= Petroushskates =

Petroushskates is a chamber music composition by the American composer Joan Tower. The work was composed in 1980 for the tenth anniversary of the Da Capo Chamber Players. It is scored for a Pierrot ensemble: flute, clarinet, violin, cello, and piano.

==Composition==
Petroushskates is composed of one short movement with a duration of roughly five minutes. The work was partially inspired by "The Shrovetide Fair" scene from Igor Stravinsky's ballet Petrushka as well as by the movements of ice skating, about which Tower wrote in the score program note: "While watching the figure skating event at the recent winter Olympics, I became fascinated with the way the curving, twirling, and jumping figure are woven around a singular continuous flowing action.

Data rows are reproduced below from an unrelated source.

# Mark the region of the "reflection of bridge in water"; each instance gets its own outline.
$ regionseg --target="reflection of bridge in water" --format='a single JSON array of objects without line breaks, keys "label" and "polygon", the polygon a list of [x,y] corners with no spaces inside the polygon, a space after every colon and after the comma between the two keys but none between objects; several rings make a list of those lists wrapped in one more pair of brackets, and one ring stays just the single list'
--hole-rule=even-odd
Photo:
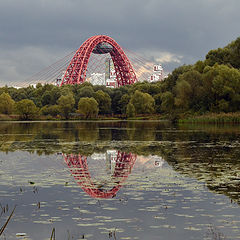
[{"label": "reflection of bridge in water", "polygon": [[80,154],[64,155],[70,171],[81,186],[81,188],[94,198],[113,198],[122,187],[122,183],[131,173],[132,167],[136,161],[137,156],[132,153],[125,153],[116,151],[116,158],[114,159],[115,168],[111,175],[111,182],[114,186],[108,190],[99,187],[93,182],[90,175],[87,163],[87,157]]}]

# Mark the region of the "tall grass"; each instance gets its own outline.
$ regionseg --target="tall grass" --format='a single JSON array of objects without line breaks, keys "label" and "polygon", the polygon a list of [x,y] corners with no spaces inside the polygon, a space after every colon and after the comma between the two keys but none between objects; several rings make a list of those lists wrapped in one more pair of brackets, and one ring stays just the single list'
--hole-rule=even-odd
[{"label": "tall grass", "polygon": [[16,209],[16,205],[15,205],[14,209],[12,210],[10,216],[8,217],[7,221],[6,221],[6,222],[3,224],[3,226],[1,227],[1,229],[0,229],[0,236],[2,235],[2,233],[3,233],[4,230],[5,230],[5,228],[7,227],[8,223],[9,223],[9,221],[10,221],[10,219],[11,219],[11,217],[12,217],[14,211],[15,211],[15,209]]},{"label": "tall grass", "polygon": [[191,116],[178,120],[179,123],[214,123],[224,124],[233,123],[240,124],[240,113],[209,113],[200,116]]}]

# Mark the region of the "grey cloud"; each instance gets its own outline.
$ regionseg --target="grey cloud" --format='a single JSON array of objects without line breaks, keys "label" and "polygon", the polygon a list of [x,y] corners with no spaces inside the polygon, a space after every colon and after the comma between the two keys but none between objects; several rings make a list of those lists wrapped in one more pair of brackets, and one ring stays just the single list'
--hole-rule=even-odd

Combining these two ideas creates a kind of carnival on ice – a possible subtitle for this piece." The title is thus an amalgam of "Petrushka" and "skates."

==Reception==
John Henken of the Los Angeles Times praised the work, writing, "Joan Tower's Petroushskates [...] relies on ostinatos and a recycled harmonic and motivic framework, here of specific identity. But her quintet for mixed ensemble has great motor energy and effectively transmutes its materials into some vivacious chamber pop." It was also praised by Gramophone, which said of the piece, "Petroushskates (1980) has long been a calling-card for Joan Tower, but its synthesis of minimalist figuration with a harmonic style owing more to Stravinsky than just surface allusions is an engaging one."